The Business: Rain can tempt many to stay indoors — who wants to go out and get soggy? But thanks to Takaokami, a Danish designer of weatherproof wearables, people will no longer be forced to choose between staying dry and staying active. Company founder Emma Jorn has put together ideas for a line of clothes — with options ranging from hats to dresses — that can wick away moisture in the most fashionable way possible.
The Money: If Jorn raises $28,687 by April 17, she will be able to use the money toward developing the company’s production and marketing efforts. Funds will also be used to help Takaokami products find their way into stores throughout the United States, Canada and Denmark.

2. Exercise Gear for the STEM-Inspired Fitness Fanatic (via Kickstarter)

The Business: This workout wear collection from Epidemia Designs boasts an aesthetically intriguing nod to the STEM fields (science, tech, engineering and math). The Dallas-based business, run by entrepreneur Lizzie Cochran, is getting ready to offer a new line of leggings printed in lung x-rays, microscopic views of epithelial cells and more. Also, the clothes are good for the spirit, as well as the body — in addition to making a profit with its unique clothing, the company also donates a portion of its proceeds it makes to various health care projects.
The Money: By April 28, the team at Epidemia is hoping to raise $15,000. The money would be used to officially launch the new line of leggings — a process that will include testing for optimal fit and design, as well as durability.

3. Serious Safety Technology for Folks on the Go (via Kickstarter)

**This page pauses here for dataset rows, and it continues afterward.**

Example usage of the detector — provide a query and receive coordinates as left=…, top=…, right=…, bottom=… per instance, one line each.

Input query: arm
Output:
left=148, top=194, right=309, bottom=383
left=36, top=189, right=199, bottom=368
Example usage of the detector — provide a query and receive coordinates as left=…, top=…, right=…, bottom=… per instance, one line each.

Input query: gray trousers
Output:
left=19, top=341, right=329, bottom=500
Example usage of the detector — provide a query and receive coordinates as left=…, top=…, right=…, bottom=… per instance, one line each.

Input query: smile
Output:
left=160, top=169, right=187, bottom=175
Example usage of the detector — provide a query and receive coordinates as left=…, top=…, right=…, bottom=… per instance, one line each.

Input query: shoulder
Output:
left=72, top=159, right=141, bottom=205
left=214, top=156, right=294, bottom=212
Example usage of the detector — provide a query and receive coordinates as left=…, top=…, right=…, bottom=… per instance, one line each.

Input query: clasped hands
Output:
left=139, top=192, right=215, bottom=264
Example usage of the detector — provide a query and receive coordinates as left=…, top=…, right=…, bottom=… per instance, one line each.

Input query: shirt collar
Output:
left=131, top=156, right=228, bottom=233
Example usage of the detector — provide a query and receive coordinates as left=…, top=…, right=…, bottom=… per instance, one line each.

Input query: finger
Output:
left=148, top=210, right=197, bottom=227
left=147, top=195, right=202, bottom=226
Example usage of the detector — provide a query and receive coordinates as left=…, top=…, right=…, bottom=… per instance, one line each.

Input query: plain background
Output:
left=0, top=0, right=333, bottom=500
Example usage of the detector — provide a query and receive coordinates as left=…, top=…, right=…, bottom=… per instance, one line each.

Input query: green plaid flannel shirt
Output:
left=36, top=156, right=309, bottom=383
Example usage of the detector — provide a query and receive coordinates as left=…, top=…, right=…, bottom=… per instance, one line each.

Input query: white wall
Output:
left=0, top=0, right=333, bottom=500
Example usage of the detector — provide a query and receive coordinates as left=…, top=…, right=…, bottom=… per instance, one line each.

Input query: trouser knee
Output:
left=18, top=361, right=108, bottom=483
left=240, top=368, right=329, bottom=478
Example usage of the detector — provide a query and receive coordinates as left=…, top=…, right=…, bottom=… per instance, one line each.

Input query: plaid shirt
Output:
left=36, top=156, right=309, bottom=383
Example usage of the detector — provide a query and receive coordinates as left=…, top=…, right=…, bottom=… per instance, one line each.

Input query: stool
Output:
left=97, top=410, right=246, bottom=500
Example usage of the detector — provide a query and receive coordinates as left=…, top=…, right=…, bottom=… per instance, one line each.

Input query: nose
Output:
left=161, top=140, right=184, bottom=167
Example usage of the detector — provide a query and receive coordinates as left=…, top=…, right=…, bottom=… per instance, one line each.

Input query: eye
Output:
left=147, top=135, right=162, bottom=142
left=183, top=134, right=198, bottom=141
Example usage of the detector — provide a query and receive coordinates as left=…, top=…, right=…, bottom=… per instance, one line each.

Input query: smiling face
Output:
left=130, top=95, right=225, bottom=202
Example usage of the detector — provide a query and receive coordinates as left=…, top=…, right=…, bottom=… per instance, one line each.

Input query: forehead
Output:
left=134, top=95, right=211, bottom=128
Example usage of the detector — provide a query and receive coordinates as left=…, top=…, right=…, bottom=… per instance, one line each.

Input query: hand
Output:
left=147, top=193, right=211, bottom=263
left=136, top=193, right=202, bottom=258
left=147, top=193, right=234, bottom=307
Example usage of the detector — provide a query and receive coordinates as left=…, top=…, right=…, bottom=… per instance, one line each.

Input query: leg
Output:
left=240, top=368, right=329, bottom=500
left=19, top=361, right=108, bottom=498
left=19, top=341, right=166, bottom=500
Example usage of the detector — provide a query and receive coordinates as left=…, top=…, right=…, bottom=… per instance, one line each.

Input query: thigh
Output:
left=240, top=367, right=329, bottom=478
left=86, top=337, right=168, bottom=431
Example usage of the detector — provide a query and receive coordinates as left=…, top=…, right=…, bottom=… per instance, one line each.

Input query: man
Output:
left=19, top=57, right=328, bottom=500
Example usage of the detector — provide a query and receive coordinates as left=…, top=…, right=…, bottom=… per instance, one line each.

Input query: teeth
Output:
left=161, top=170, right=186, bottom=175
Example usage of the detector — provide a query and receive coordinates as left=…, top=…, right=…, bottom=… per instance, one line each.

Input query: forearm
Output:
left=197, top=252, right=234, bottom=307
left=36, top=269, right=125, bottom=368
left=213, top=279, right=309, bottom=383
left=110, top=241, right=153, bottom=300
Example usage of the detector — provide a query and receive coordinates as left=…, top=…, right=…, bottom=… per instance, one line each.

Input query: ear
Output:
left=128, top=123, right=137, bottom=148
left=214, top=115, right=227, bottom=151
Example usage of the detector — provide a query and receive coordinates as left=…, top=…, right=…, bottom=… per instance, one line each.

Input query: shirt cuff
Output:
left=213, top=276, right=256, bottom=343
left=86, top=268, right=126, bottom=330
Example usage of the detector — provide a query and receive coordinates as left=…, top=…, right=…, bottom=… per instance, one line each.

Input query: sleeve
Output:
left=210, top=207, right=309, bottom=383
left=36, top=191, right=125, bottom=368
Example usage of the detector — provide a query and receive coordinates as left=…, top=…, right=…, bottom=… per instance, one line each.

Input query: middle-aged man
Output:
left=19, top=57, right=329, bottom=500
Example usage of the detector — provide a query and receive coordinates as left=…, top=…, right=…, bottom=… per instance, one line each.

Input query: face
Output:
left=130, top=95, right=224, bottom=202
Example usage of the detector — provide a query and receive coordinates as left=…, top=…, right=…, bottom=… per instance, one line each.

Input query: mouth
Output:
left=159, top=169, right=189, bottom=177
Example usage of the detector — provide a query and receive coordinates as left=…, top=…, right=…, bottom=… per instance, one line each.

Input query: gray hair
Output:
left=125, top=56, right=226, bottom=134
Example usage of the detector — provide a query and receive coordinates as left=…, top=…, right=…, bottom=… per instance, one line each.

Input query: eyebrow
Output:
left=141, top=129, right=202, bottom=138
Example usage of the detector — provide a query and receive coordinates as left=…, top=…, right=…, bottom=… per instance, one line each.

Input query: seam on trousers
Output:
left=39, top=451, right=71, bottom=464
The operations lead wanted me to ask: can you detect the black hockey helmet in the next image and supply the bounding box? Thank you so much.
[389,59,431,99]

The Business: For many, safety is a genuine concern — especially for women who are going about their business solo. That’s why Revolar, run by CEO and founder Jacqueline Ros in Denver, is making a small personal safety device that will allow a person in potential distress to communicate her (or his) location to a pre-programmed list of emergency contacts. Ros was inspired to create the device after her sister was attacked at a young age.
The Money: In all, the company is hoping to raise $75,000. If they do so by May 9, the money will be used to finish and distribute the first finished product to its many interested clients. “A challenge we are facing is maintaining a short lead-time on production in order to deliver on our shipping deadline,” the campaign notes, adding that several potential plans of action are in place to minimize wait times.

4. An Intense, Judgment-Free Workout Environment (via Indiegogo)

Credit: Indiegogo

The Business: For some, the gym can be an intimidating place. But Jirina’s Phalanx is trying to change that. Owner Jirina Harastova in Hoboken, N.J., wants “people from all backgrounds, beliefs, shapes and sizes” to work with her on achieving their fitness and health goals through training programs, group classes and more.
The Money: On or before May 12, the gym is hoping to raise $2,000 — some of which will be used to make improvements on the facilities and offering of the gym, while the rest will be donated to the Green Beret Foundation.

5. UV-Protective Clothing, Made by a Burn Survivor (via GoFundMe)

Credit: GoFundMe

The Business: Several years ago, Shelby Anderson, the 18-year-old budding entrepreneur behind UV-protective fashion line Sol Sisters, suffered third-degree acid burns after citrus juice combined with sunlight on her skin. She’s using the incident to fuel her passion for creating and selling both clothing and makeup for “sun-sensitive young women.” She’s presently reviewing samples from potential textile vendors and sketching design ideas as she attempts to raise money.
The Money: In order to get her Huntington Beach, Calif., business off the ground, Anderson is trying to raise $6,000. Her biz efforts received a boost after she won the People’s Choice Award in the Harvard Business School Alumni Association of Orange County and Blackstone Launchpad’s “30 Second Pitch” competition.